- Craigmillar Park Church
- Denomination: Church of Scotland
- Churchmanship: Reformed
- Website: www.craigmillarpark.org

Architecture
- Heritage designation: Category B listed building

Administration
- Parish: Edinburgh New Town

= Craigmillar Park Church =

Craigmillar Park Church serves Edinburgh's Newington area, in Scotland. It was a congregation of the Church of Scotland until 23 June 2024. The church building dates from 1879 and the adjacent hall was added in 1899.

==Building==
Although the church is without tower or spire, the building is situated on the busy main north – south route stretching from east end of Princes Street through Newington towards Liberton. Craigmillar Park Church is adjacent to the Royal Blind School, where the minister is Chaplain. Within the garden is a memorial to people from the parish who gave their lives in the First World War.

==History==
The building was originally known as Mayfield Parish Church until the Mayfield Free Church (now known as Mayfield Salisbury) rejoined the Church of Scotland. To differentiate between the two churches, North and South were added to the congregation names.

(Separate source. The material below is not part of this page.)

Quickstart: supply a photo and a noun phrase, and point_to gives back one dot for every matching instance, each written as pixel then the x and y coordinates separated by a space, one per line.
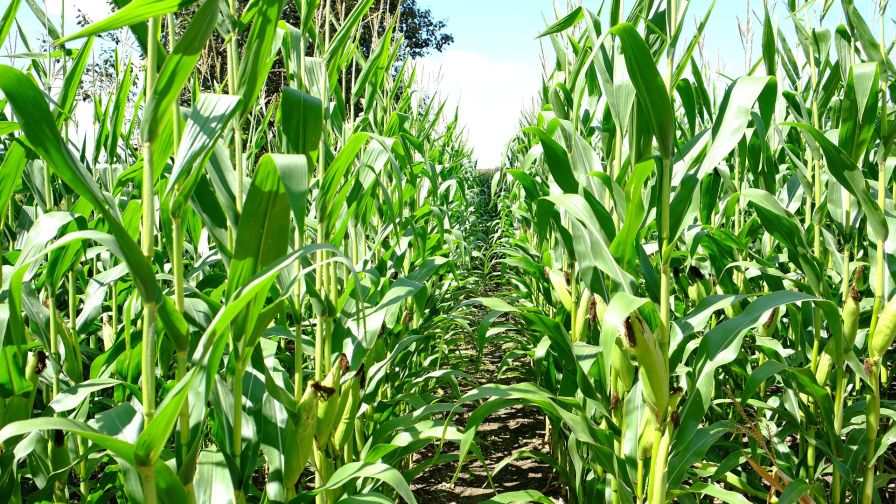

The present congregation is the result of a voluntary union of the former Craigmillar Park and Mayfield South congregations in 1966. Worship is currently held in the Mayfield South Building, which adopted the name of the former Craigmillar Park Church. The aforementioned Craigmillar Park Church, originally a Free Church congregation, opened in 1899, before becoming Buchanan House, part of former St. Margaret's School, in 1976. Following the school's closure, it has now become the Iqra Academy (mosque). As of July 2010, there are 266 members of Craigmillar Park Church.

On 11 June 2019 the Rev. Alex McAspurren was inducted as minister of both Craigmillar Park Church and Reid Memorial Church, the two churches having been linked by the Presbytery of Edinburgh the previous year.

On 23 June 2024 the church held its final service as a Church of Scotland congregation. A new parish, Newington Trinity, was formed with Mayfield Salisbury and Priestfield Churches, with the Mayfield Salisbury building being selected as the continuing place of worship.

==Organ==
The organ is a three manual pipe organ dating originally from 1892. The congregation uses Church Hymnary 4th edition, occasionally supplemented by songs and hymns from other resources.